WL#11935: Add folding of constants when compared to fields
Affects: Server-8.0
—
Status: Complete
We want to fold cases during optimize time where we currently handle type skews at execution time. In this WL, we handle comparisons[1] between a field and a constant value where the constant is of another type (or out of range) with respect to the type of the field. For comparison operators, we can let MySQL convert the type of the constant to match the other expression, or perform constant folding if a conversion is not possible. For cases when both operands are non-constant, we need to inject CASTs to allow the comparison operators to work on operands of the same type. This work is to be covered by separate work. In the special case that we are comparing a field to a constant, the work described in this WL applies.
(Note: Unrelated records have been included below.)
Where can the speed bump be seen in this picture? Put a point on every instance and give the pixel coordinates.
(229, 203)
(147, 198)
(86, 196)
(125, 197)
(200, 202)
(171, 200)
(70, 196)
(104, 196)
This WL will facilitate speed up at execution at the cost of a little more analysis at optimize[2] time. For example, given this table: CREATE TABLE t (ti TINYINT UNSIGNED NOT NULL); the condition in this query: SELECT * FROM t WHERE ti < 256; contains the integral constant 256 which is out range of TINYINT [-128,127]. MySQL would earlier compare using full 64 bits lenght on both operand, but that is overkill in this case: we can fold the WHERE expression to SELECT * FROM t WHERE TRUE which allows the optimizer to remove the WHERE expression. If the field is nullable, the expression is folded to SELECT * FROM t WHERE ti IS NOT NULL to preserve SQL semantics. [1] The comparison operands presently covered are >, >=, <, <=, <>, = and <=>. We do not fold constants used with BETWEEN and IN as part of this WL. [2] For prepared statements, the constant's value is not known at prepare time, so the conversion/constant folding of this WL is performed at optimize time.
F-1 Convert constants in the comparisons (see above) to the type of the field, if that is semantically equivalent to what MySQL currently does. F-2 Fold comparison expressions, if the constant is out of range of the field's type. F-3 The query results should not be impacted by this change (modulo bug fixes), but the EXPLAIN result will often change. F-4 Nested comparisons inside AND/OR or other function arguments will also be handled, allowing simplification of conditions if folding takes places. F-5 Comparisons of the kind described will also be handled inside expressions, e.g. FUNC(ti < 256) -> FUNC(ti IS NOT NULL) F-6 The order of the field and the constant in the comparison may be f,c or c,f. F-7 Constants given as dynamic parameters to a prepared statement are handled. F-8 An extra optimization is handled: if a field is not nullable, the expression f IS NOT NULL will be folded to TRUE. N-1 Performance of existing queries should not be impacted. Note that folding incurs some extra work at prepare/optimize time. On the other hand we should save some cycles at execute time, so overall, performance should not be negatively impacted in a significant way.
The main method performing this logic is `fold_condition' called from `internal_remove_eq_conds' called from `remove_eq_conds' in the optimizer. This allows the folding to tie into the existing simplification apparatus present. In addition, fold_condition is called when generating eq queries generated from the multi-equality analysis in eliminate_item_equal. In some cases, the amount of warnings may change due to this patch, since constants are checked at optimize time, not for every row's execution.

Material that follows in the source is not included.